Breaking Boundaries
2 major Dallas arts groups join forces for concert to promote racial unity
The Dallas Symphony Orchestra and Dallas Black Dance Theatre are teaming up for a special performance to honor those who have lost their lives to racial violence and injustice. The Unity Concert, a benefit for nonprofit Project Unity, will remember by name George Floyd, Ahmaud Arbery, Breonna Taylor, Fort Worth's Atatiana Jefferson, and Dallas’ Botham Jean, among others.
The performance will take place at 7:30 pm November 11 at the Morton H. Meyerson Symphony Center; tickets are $50 to attend in person and $25 to stream online.
“The recent events have left us hurting as a community with deep wounds that have been re-opened,” says Pastor Richie Butler, founder of Project Unity, in a release. “It is in these times that we look to each other to make real change that is more than words on a page. Project Unity’s mission is to bring the community together and to listen to everyone. With the Dallas Symphony and Dallas Black Dance Theatre, we will gather to do just that.”
Featured highlight of the night will be the world premiere of the DSO's newly commissioned work “Reflection on a Memorial” by acclaimed 24-year-old Dallas composer Quinn Mason. The orchestra also will perform works by Black composers Adolphus Hailstork, Florence Price, and William Grant Still. Lawrence Loh will conduct, with featured soloists Michelle Bradley, soprano, and Reginald Smith, Jr., baritone.
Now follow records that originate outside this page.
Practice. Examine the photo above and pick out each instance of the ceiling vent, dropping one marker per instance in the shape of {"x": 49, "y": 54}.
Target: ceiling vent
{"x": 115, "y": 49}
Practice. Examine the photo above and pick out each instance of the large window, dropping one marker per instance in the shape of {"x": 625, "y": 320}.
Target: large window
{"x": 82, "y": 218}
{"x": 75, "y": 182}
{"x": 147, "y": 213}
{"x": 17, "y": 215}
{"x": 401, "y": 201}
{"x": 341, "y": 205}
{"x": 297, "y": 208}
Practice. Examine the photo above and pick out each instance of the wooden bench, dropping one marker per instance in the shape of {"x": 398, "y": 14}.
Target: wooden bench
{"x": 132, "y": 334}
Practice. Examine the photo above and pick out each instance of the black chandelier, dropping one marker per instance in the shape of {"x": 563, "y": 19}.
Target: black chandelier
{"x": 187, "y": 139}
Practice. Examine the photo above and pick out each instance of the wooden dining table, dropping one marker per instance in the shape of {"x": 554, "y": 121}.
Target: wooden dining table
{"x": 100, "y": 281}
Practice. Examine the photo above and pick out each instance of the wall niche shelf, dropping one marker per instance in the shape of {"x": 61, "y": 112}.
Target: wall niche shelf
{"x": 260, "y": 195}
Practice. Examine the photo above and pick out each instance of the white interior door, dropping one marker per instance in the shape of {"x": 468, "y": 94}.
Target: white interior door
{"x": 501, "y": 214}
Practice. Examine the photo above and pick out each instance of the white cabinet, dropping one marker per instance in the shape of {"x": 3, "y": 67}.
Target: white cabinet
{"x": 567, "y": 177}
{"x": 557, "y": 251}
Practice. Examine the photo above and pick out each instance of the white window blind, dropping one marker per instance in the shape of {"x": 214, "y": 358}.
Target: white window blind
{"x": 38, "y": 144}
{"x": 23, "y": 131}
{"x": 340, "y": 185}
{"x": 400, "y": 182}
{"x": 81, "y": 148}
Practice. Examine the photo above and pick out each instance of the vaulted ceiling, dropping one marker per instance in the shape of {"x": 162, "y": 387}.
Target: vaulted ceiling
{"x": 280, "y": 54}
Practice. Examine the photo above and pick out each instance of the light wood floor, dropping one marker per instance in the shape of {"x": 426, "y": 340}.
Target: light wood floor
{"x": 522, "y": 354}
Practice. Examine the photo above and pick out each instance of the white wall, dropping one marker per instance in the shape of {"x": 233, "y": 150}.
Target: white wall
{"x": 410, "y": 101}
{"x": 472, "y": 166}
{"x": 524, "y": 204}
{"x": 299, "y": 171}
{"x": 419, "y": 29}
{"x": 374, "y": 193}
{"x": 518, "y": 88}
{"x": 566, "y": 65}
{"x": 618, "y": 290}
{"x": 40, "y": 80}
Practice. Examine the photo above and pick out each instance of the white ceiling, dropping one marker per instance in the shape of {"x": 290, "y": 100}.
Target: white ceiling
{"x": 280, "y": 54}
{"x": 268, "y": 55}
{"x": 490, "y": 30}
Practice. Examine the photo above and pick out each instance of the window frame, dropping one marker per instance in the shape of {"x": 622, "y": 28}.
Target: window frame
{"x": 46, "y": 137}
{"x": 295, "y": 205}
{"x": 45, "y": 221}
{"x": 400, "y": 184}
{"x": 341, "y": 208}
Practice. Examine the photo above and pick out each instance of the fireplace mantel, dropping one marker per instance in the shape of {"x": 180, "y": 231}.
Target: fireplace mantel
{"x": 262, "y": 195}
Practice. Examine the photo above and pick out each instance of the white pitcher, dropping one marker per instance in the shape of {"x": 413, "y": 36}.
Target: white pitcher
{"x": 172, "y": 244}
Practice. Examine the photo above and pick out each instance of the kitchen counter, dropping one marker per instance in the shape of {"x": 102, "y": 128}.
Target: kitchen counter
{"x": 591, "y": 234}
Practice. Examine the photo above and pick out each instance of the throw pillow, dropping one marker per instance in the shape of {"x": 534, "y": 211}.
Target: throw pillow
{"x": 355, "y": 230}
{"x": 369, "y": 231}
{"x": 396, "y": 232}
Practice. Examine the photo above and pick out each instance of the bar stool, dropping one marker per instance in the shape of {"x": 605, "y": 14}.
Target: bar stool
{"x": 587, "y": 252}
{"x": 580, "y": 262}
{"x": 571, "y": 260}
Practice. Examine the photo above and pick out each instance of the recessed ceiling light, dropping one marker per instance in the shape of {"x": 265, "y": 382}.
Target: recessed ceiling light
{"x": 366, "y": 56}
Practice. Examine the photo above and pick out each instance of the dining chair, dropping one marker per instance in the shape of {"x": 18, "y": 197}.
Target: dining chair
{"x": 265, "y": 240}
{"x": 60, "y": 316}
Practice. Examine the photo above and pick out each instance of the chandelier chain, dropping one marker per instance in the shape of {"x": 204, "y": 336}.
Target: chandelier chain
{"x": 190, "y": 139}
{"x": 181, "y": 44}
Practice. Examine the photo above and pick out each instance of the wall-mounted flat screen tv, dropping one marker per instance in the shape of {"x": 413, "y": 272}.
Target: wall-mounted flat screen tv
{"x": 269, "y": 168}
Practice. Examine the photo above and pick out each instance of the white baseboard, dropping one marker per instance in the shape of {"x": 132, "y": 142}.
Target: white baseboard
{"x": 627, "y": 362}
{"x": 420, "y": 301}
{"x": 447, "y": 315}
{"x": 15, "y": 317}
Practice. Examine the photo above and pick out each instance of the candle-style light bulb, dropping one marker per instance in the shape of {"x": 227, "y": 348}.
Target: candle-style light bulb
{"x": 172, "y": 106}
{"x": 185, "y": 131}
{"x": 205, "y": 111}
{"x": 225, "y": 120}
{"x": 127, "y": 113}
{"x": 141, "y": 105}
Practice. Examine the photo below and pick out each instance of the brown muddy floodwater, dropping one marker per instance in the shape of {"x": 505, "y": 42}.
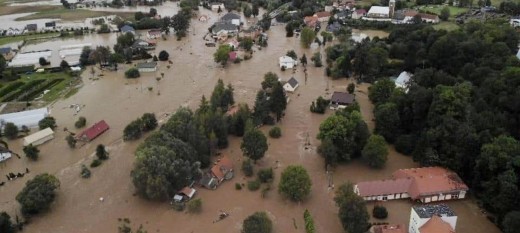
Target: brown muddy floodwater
{"x": 118, "y": 101}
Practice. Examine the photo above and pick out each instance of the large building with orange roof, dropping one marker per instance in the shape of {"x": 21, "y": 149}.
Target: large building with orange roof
{"x": 426, "y": 184}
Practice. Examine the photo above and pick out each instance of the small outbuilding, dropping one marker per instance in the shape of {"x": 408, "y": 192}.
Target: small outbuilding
{"x": 93, "y": 132}
{"x": 39, "y": 137}
{"x": 147, "y": 66}
{"x": 291, "y": 85}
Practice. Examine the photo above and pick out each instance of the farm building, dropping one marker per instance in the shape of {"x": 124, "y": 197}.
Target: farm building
{"x": 423, "y": 184}
{"x": 291, "y": 85}
{"x": 5, "y": 154}
{"x": 93, "y": 132}
{"x": 39, "y": 137}
{"x": 28, "y": 118}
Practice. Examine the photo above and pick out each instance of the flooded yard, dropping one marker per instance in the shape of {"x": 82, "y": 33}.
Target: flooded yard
{"x": 194, "y": 73}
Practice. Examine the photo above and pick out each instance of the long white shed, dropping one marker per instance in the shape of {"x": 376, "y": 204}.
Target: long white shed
{"x": 28, "y": 118}
{"x": 39, "y": 137}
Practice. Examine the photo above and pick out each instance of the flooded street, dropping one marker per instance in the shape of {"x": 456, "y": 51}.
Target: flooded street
{"x": 194, "y": 73}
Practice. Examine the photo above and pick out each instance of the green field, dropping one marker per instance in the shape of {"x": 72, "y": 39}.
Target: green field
{"x": 31, "y": 86}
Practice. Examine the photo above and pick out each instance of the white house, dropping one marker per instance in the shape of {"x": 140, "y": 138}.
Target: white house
{"x": 39, "y": 137}
{"x": 4, "y": 153}
{"x": 287, "y": 62}
{"x": 403, "y": 80}
{"x": 432, "y": 218}
{"x": 28, "y": 118}
{"x": 147, "y": 66}
{"x": 291, "y": 85}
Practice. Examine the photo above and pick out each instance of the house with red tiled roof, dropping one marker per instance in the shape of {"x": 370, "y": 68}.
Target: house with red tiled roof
{"x": 432, "y": 219}
{"x": 426, "y": 184}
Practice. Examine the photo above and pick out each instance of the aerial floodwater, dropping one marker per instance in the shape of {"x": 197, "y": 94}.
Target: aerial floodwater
{"x": 193, "y": 73}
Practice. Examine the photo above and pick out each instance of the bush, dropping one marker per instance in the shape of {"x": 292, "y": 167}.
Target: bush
{"x": 95, "y": 163}
{"x": 275, "y": 132}
{"x": 195, "y": 206}
{"x": 81, "y": 122}
{"x": 265, "y": 175}
{"x": 379, "y": 212}
{"x": 85, "y": 172}
{"x": 247, "y": 167}
{"x": 132, "y": 73}
{"x": 253, "y": 185}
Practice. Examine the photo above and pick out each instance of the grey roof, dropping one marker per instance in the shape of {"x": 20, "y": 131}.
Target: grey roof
{"x": 146, "y": 65}
{"x": 230, "y": 16}
{"x": 427, "y": 211}
{"x": 224, "y": 26}
{"x": 293, "y": 82}
{"x": 127, "y": 28}
{"x": 5, "y": 50}
{"x": 342, "y": 98}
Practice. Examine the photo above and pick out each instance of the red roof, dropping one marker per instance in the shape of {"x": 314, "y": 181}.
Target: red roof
{"x": 94, "y": 131}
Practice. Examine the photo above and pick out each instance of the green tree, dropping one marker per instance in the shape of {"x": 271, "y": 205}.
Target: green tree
{"x": 6, "y": 226}
{"x": 353, "y": 212}
{"x": 31, "y": 152}
{"x": 132, "y": 73}
{"x": 149, "y": 122}
{"x": 101, "y": 152}
{"x": 375, "y": 151}
{"x": 445, "y": 13}
{"x": 258, "y": 222}
{"x": 307, "y": 37}
{"x": 222, "y": 54}
{"x": 10, "y": 130}
{"x": 295, "y": 183}
{"x": 47, "y": 122}
{"x": 38, "y": 194}
{"x": 254, "y": 144}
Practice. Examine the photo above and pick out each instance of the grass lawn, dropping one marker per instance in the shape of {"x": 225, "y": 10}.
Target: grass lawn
{"x": 12, "y": 39}
{"x": 70, "y": 15}
{"x": 448, "y": 26}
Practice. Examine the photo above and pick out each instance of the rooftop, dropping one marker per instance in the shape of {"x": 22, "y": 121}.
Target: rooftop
{"x": 428, "y": 211}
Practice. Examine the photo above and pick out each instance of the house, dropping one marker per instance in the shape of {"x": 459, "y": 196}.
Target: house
{"x": 420, "y": 184}
{"x": 93, "y": 132}
{"x": 398, "y": 228}
{"x": 154, "y": 33}
{"x": 359, "y": 13}
{"x": 223, "y": 169}
{"x": 31, "y": 27}
{"x": 403, "y": 80}
{"x": 224, "y": 28}
{"x": 231, "y": 18}
{"x": 39, "y": 137}
{"x": 323, "y": 16}
{"x": 125, "y": 29}
{"x": 287, "y": 62}
{"x": 29, "y": 118}
{"x": 147, "y": 66}
{"x": 341, "y": 100}
{"x": 5, "y": 154}
{"x": 217, "y": 5}
{"x": 432, "y": 219}
{"x": 291, "y": 85}
{"x": 311, "y": 21}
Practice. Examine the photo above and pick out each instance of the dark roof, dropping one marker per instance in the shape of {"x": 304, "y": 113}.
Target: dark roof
{"x": 146, "y": 65}
{"x": 293, "y": 82}
{"x": 342, "y": 98}
{"x": 127, "y": 28}
{"x": 223, "y": 26}
{"x": 94, "y": 131}
{"x": 230, "y": 16}
{"x": 427, "y": 211}
{"x": 5, "y": 50}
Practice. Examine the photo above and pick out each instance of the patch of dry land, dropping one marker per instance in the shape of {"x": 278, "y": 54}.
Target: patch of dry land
{"x": 194, "y": 73}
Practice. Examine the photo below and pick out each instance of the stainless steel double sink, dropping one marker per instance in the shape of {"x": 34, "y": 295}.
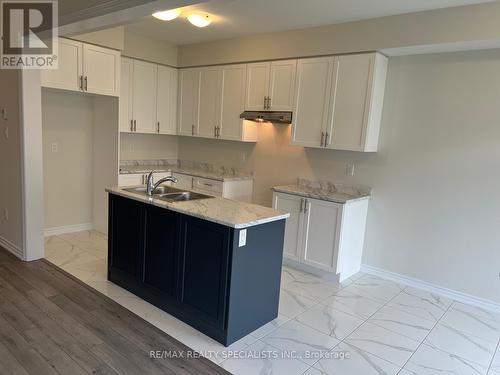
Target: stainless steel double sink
{"x": 170, "y": 194}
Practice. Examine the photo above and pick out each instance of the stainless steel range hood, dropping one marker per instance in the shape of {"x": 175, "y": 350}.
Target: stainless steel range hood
{"x": 274, "y": 117}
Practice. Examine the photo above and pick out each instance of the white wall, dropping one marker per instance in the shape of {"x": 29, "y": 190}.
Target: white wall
{"x": 68, "y": 173}
{"x": 448, "y": 27}
{"x": 148, "y": 146}
{"x": 11, "y": 230}
{"x": 434, "y": 214}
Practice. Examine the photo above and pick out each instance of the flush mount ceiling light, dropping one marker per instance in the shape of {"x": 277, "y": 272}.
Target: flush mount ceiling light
{"x": 167, "y": 15}
{"x": 199, "y": 19}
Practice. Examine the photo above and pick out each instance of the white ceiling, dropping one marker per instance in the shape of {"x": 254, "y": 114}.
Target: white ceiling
{"x": 233, "y": 18}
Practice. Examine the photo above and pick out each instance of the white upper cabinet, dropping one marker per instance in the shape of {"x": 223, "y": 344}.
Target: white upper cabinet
{"x": 144, "y": 97}
{"x": 102, "y": 70}
{"x": 210, "y": 102}
{"x": 86, "y": 68}
{"x": 189, "y": 96}
{"x": 167, "y": 100}
{"x": 257, "y": 86}
{"x": 270, "y": 86}
{"x": 312, "y": 96}
{"x": 232, "y": 127}
{"x": 126, "y": 116}
{"x": 358, "y": 95}
{"x": 282, "y": 85}
{"x": 343, "y": 112}
{"x": 68, "y": 75}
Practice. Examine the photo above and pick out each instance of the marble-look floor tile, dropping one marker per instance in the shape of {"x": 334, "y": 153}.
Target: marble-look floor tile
{"x": 472, "y": 324}
{"x": 260, "y": 358}
{"x": 383, "y": 343}
{"x": 421, "y": 303}
{"x": 334, "y": 323}
{"x": 355, "y": 362}
{"x": 431, "y": 361}
{"x": 450, "y": 340}
{"x": 270, "y": 327}
{"x": 376, "y": 288}
{"x": 315, "y": 289}
{"x": 353, "y": 303}
{"x": 495, "y": 363}
{"x": 308, "y": 343}
{"x": 293, "y": 304}
{"x": 400, "y": 322}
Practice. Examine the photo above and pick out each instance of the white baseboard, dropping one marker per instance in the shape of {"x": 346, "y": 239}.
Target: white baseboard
{"x": 432, "y": 288}
{"x": 9, "y": 246}
{"x": 67, "y": 229}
Dallas Black Dance Theatre will take the stage for an emotionally moving male trio, Evidence of Souls Not Seen, and an ensemble of DBDT dancers will perform an excerpt from the thoughtful Etudes and Elegy. "Both ballets are a beautiful requiem that express mourning the deaths of those we hold close to our hearts," the release says. The orchestra will accompany both works with music by Elgar, Mahler, and Chopin.
“After the nation witnessed the horrific death of George Floyd beneath the knee of a Minneapolis police officer, numerous corporations and organizations came out with written statements about Black Lives Matter," says DBDT executive director Zenetta S. Drew. "Dallas Black Dance Theatre and the Dallas Symphony Orchestra decided to pool our creative talents to unite the Dallas community in a concert that pays tribute to the senseless loss of Black lives to racial violence and injustice."
Joining the two professional groups will be students from DSO’s Young Strings program, a 28-year-old education initiative designed to increase diversity in America’s orchestras.
The program will include musical and dance performances and remarks from prominent Dallas leaders, including Dallas City Councilperson Tennell Atkins.
Project Unity works to unify Dallas by implementing community-building programs to help heal race relationships between law enforcement and Dallas citizens. The DSO and Project Unity partnered in 2019 for the inspiring "Gospel Goes Classical" concert.
“The events of recent months have been devastating and painful. We have reflected on how we as an organization can respond, and, with the magnitude of the crisis, we have more questions than answers,” says Kim Noltemy, DSO president and CEO. “This concert will use music to unite and heal and to pay tribute to those who lost their lives and deserve to be honored on a national level.”